捻挫を予防するためには、自分の足にフィットするサイズの靴を履くことが大切です。また、かかとが高いと不安定になるので、かかとが低い靴を選びましょう。柔らかすぎる靴も足をひねりやすいためNGです。

スポーツをするときは、クッション性が高い靴を選ぶのがおすすめです。着地時の衝撃が吸収されるため、足首に負担がかかりにくくなります。

正しい姿勢を保つ

姿勢が崩れると足首に負担がかかるため、捻挫しやすくなります。常に正しい姿勢を維持するよう心がけましょう。

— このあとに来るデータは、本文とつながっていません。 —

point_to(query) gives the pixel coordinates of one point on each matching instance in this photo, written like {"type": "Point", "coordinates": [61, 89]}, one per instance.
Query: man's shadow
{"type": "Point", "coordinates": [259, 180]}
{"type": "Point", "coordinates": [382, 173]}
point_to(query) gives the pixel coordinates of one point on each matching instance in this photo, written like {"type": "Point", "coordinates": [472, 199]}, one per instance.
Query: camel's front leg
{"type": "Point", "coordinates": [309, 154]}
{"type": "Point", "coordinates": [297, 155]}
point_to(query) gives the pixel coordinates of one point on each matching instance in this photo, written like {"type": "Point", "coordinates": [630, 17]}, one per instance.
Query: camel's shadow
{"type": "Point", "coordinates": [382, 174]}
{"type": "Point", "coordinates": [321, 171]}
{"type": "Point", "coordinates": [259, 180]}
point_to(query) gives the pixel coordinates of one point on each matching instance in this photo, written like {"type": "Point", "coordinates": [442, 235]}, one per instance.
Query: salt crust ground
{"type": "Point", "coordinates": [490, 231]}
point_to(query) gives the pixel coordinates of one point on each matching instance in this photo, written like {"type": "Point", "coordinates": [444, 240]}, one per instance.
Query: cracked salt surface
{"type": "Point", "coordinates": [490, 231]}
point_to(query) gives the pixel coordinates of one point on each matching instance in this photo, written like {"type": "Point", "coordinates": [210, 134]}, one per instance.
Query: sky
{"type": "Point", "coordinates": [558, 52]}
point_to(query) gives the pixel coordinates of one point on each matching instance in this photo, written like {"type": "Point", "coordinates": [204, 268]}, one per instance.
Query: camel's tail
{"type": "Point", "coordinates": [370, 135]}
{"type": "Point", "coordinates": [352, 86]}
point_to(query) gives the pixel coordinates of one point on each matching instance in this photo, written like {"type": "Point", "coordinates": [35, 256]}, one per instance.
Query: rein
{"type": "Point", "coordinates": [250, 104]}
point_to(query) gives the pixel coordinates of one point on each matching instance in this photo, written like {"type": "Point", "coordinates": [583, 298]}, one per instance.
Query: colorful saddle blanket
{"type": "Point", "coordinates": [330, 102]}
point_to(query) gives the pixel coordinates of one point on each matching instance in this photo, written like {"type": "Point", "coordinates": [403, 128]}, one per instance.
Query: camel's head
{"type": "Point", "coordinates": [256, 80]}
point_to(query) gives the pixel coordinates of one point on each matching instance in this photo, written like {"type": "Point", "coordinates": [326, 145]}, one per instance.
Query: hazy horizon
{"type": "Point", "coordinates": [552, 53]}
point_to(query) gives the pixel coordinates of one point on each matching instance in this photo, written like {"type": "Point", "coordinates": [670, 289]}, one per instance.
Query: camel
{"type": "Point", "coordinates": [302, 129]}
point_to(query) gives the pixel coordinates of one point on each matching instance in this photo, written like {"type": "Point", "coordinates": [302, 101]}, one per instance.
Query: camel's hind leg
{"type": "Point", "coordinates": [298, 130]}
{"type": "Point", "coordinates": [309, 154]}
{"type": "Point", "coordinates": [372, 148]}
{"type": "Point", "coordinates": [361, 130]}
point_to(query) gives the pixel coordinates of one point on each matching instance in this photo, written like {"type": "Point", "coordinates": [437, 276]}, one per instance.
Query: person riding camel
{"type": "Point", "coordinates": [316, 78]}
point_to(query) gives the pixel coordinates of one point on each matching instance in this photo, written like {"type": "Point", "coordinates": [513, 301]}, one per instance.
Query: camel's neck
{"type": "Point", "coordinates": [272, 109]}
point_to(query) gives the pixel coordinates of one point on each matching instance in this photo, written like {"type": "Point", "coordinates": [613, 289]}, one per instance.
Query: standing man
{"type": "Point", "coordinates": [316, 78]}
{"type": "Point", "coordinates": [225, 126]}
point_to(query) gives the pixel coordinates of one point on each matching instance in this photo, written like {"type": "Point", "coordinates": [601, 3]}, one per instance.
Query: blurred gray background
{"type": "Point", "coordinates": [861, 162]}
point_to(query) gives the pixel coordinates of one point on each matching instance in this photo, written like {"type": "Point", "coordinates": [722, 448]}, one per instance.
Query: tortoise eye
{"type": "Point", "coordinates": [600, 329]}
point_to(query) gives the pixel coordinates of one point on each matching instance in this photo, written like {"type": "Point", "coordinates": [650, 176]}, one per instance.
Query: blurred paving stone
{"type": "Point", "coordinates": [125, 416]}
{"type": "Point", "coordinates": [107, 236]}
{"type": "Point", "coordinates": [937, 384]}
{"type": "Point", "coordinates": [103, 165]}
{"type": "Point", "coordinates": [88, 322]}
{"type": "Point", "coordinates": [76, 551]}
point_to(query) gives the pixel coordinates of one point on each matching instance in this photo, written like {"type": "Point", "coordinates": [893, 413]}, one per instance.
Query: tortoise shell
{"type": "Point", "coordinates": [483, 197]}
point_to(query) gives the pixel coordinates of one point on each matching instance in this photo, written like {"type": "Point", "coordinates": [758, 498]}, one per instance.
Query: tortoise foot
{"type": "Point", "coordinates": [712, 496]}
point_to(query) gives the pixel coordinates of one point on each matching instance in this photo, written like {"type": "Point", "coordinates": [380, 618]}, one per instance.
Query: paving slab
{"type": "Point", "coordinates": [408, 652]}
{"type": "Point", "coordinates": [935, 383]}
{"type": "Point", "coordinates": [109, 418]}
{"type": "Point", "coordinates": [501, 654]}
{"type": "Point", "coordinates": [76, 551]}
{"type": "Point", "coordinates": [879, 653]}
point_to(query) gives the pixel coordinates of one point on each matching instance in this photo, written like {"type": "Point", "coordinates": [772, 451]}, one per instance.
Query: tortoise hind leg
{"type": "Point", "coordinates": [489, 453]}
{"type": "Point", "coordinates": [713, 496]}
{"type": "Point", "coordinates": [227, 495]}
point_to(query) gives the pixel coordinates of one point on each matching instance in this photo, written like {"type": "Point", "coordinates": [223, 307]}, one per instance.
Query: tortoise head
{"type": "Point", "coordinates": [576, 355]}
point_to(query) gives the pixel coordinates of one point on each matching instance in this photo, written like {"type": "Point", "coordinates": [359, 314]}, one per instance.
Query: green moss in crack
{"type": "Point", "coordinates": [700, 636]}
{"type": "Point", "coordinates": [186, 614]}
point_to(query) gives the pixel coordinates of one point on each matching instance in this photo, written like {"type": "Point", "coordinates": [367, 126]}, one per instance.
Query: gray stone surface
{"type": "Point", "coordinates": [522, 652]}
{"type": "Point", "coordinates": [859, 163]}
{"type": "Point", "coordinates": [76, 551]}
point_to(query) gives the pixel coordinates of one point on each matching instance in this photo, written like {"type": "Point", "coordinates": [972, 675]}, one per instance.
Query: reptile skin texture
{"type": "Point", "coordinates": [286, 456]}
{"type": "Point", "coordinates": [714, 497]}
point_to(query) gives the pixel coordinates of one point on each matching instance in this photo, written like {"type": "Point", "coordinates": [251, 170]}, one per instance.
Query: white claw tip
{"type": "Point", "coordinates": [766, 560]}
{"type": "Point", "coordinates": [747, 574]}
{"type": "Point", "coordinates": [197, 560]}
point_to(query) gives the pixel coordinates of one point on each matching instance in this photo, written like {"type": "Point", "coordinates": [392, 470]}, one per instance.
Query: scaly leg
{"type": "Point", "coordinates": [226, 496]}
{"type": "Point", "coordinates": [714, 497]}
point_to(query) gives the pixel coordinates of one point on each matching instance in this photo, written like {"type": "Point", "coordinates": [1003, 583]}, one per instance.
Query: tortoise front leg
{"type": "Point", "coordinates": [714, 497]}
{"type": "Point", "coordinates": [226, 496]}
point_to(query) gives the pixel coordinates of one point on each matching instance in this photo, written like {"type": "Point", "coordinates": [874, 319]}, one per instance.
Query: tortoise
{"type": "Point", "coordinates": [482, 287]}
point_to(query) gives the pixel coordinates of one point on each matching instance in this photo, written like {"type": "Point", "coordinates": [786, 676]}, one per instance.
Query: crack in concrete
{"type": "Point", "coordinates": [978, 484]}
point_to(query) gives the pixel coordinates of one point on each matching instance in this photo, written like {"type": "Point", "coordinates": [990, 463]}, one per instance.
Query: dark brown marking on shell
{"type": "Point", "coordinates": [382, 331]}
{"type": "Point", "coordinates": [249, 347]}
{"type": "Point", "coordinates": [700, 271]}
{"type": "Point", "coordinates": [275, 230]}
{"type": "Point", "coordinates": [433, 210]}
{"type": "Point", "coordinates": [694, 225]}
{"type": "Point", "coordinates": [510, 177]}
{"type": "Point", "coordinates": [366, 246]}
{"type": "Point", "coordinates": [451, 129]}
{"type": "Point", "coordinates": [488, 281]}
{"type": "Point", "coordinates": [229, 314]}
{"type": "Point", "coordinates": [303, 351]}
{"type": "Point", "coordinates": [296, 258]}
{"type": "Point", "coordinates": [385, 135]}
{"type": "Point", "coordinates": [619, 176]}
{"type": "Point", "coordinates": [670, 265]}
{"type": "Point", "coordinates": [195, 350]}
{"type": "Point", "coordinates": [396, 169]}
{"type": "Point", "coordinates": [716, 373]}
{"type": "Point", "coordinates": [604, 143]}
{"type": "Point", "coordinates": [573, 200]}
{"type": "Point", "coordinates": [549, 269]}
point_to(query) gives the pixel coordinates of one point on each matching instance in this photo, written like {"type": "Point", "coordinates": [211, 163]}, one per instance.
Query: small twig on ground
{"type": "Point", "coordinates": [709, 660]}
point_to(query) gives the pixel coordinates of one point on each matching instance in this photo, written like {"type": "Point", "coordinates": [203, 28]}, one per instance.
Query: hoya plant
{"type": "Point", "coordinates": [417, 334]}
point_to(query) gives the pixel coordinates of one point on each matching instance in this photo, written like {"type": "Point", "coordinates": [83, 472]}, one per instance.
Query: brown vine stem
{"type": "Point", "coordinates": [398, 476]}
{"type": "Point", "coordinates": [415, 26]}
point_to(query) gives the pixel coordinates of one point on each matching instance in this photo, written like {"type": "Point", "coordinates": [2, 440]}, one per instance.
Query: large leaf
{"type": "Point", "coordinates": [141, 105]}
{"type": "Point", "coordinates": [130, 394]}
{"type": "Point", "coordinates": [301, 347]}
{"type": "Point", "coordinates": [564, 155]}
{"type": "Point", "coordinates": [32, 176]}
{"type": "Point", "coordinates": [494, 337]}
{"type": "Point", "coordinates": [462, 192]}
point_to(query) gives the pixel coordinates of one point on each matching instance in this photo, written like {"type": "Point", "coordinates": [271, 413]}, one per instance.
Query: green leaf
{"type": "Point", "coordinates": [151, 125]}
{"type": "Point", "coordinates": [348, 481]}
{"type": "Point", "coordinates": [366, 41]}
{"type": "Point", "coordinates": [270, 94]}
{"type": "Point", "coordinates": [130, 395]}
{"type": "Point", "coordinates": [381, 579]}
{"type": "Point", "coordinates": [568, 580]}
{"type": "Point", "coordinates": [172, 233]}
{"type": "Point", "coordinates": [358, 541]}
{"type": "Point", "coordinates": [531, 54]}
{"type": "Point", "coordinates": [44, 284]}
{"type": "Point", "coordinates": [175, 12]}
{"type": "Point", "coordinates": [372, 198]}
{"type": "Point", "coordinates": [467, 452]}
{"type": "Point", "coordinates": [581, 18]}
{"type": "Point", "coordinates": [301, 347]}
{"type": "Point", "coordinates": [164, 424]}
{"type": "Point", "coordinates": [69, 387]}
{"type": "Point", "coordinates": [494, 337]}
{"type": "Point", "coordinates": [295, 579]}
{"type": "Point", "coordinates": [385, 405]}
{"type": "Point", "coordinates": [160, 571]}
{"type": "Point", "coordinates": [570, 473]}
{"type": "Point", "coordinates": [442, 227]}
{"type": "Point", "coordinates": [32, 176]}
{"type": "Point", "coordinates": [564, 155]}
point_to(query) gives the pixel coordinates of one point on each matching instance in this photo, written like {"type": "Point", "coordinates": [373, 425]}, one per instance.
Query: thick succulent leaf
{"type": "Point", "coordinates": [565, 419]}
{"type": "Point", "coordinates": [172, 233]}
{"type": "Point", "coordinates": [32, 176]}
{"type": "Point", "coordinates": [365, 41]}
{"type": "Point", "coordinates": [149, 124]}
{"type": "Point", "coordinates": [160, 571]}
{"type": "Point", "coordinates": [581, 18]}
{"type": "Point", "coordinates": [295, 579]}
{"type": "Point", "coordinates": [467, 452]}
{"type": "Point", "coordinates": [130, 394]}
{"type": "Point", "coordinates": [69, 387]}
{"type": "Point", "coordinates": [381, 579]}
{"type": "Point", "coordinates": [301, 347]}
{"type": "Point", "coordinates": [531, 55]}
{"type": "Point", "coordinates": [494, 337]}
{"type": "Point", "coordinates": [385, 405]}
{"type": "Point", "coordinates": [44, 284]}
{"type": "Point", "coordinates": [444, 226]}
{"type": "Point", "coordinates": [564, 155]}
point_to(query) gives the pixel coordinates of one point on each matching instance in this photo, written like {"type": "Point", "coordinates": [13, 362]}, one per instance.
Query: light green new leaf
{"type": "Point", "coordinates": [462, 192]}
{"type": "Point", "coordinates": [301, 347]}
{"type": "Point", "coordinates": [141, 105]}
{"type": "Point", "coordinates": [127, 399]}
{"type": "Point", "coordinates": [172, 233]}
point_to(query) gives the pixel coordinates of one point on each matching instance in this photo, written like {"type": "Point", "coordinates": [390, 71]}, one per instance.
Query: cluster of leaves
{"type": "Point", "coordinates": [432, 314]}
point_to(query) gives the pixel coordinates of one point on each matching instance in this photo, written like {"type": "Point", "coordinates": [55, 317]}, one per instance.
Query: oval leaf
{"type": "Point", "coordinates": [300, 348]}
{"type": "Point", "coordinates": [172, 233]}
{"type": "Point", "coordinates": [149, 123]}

特にスポーツをする場合は、適切なフォームを身に付けることが重要です。誤ったフォームだと足首に負担がかかりやすいだけでなく、想定外の方向に足首が曲がってしまうおそれがあります。

サポーターやテーピングを使用する

スポーツをするときは、足首などの捻挫しやすい部位をサポーターやテーピングなどで保護するのも有効です。

【足首の捻挫を防ぐテーピング】
1.足首を90度に曲げる
2.内くるぶしの真上にテープの先を貼り、足裏を通って外くるぶしの真上に貼る
3.内くるぶしの前にテープの先を貼り、足裏を通って外くるぶしの前に貼る
4.内くるぶしの後ろにテープの先を貼り、足裏を通って外くるぶしの後ろに貼る

3本のテープを扇状に貼るイメージです。時間が経つと徐々にテーピングの効果が落ちてくるので、サポート力が落ちたと思ったらやり直しましょう。

足首の柔軟性を高める

足首が硬いと捻挫するリスクが高まります。足首のストレッチを行うなどして柔軟性を高めましょう。

【足首の柔軟性を高めるストレッチ】
1.足を伸ばした状態で床に座る
2.右足を左足の太ももの上に乗せる
3.右足の指の間に左手の指を入れる
4.足首をゆっくりと時計回りに回す
5.足首をゆっくりと反時計回りに回す
6.手足を入れ替えて2~5の動作を行う

足首の柔軟性を高めるストレッチは、捻挫が回復してきたときのケアにも役立ちます。ただし、足首を回したときに痛みを感じる場合は、無理にストレッチしないようにしましょう。

まとめ

捻挫をしたときは、PRICE処置で速やかに応急処置を行うことが重要です。また、無理に動かしたりマッサージしたりすると、症状が悪化するおそれがあるので避けましょう。

長期間痛みが続いているなど違和感を覚えた場合は、速やかに医療機関を受診してください。